The first time I heard the phrase Alzheimer’s World I was sitting around a large table at the Alzheimer’s Society office.   It was a mixed group of  persons with Alzheimer’s disease and other dementia and their caregivers.  We were learning about the disease, its progression and available resources.  What they could not teach us was how to live in that alternate world.

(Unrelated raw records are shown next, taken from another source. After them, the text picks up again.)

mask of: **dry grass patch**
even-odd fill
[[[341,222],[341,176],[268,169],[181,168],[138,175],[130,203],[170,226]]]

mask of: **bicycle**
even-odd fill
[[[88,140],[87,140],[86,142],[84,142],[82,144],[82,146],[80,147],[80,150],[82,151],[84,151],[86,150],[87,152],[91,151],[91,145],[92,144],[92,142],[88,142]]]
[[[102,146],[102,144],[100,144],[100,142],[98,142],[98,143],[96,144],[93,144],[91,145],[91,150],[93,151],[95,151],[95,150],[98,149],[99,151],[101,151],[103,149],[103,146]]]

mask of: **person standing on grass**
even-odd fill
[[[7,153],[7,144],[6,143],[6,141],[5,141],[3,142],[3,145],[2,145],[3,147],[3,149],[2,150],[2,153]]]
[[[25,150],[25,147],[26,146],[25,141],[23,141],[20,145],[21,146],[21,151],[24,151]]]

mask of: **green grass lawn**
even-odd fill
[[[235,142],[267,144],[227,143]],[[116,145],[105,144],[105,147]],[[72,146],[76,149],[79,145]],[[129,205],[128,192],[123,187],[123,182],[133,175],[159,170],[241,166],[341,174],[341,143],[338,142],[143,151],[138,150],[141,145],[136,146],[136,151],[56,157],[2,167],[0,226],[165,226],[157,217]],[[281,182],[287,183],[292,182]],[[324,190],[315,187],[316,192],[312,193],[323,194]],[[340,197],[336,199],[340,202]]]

Caregivers have no choice. They do live in two worlds, the everyday one we know as the real world and the one that is Alzheimer’s world that our loved ones live in. If we are to be successful caregivers we must learn to also live in that other world.

It is difficult.  Alzheimer’s world is a backwards world because your loved one is on a backwards journey.  Right now my Bert is 85 going on four.  A different puzzle is presented each and every day which only you, the care giver, can solve.  Today he puts on his shoes one brown, one black.  There is an easy solution to that.  You make a joke, point it out and he changes them.  He picks up a slice of bread and calls it cheese.  No problem, you correct it or you say: “that is strange looking cheese.”  That brings on a laugh and: “Did I call it cheese?”

Alzheimer’s world is one of anxiety.  You can empathize.  What if you wake up one morning look at your toothbrush and had no clue what it is, what it does but know you use this thing every morning?  Today you look at a banana and call it steak, even though somehow you know that is the wrong word?  How about getting up to go to the bathroom and being lost in a condo? Would you like to look at a washcloth, while sitting in the bathtub yet completely at a loss of what to do with it?

It gets a little more complicated, of course.  These little slips are unimportant in themselves when they happen once but when they become habit it is a signal that the disease has gained a tiny bit more ground.  Then the caregiver steps in. You take the washcloth and prepare it and explain or show by gestures how it is to be used. Every day I say to my Bert: “Here, start at your face and work your way down.” He gets to work. He now knows what to do and knows why he had that piece of cloth in his hands. More important he is doing it himself.  Dignity is maintained.

Alzheimer’s world is suspicion, anger, feeling lost as well as a loss of control. It is confusion, dependency, a vast expanse of bewilderment. It is a loss of time, place, space, skills.  It is disorienting as your entire world becomes narrower and your trust is placed in that one who is always there that you ‘shadow’, that you trust.

The caregiver cannot stand outside in the real world and look in awe or dismay at Alzheimer’s world.  You must enter it, you must live in it.  Empathy is your power, patience is your tool. The brain is still a mystery. We know in part only. As a caregiver no matter how bizarre that alternate world seems you must suspend your disbelief and go with your loved one into that world.  You ask yourself: “What is it like to be so confused you have to give up your autonomy to someone else?” Then and only then can you serve with understanding and love.

I look at my Bert and when he cannot find the words or gets lost between the kitchen and the laundry I wonder what is happening in his brain.  Does he feel as if he is trying to swim in tar? Does he feel he is in a vacuum?  No wonder dementia patients get angry and lash out at the ones nearest and dearest, the ones they trust implicitly.  We are there, easy targets and maybe this is the way they have a bit of control.  They are engaged in a battle of heroic proportions to stay ahead of an incomprehensible  disease. They wage a daily battle just to BE.

The Meander:  No one can have a desire to live completely in Alzheimer’s world.  It is too awful to contemplate. Yet, as bizarre as this sounds, there are times when you look at what is happening in the ‘real’ world and it is a relief to step into Alzheimer’s world and just focus on your loved one.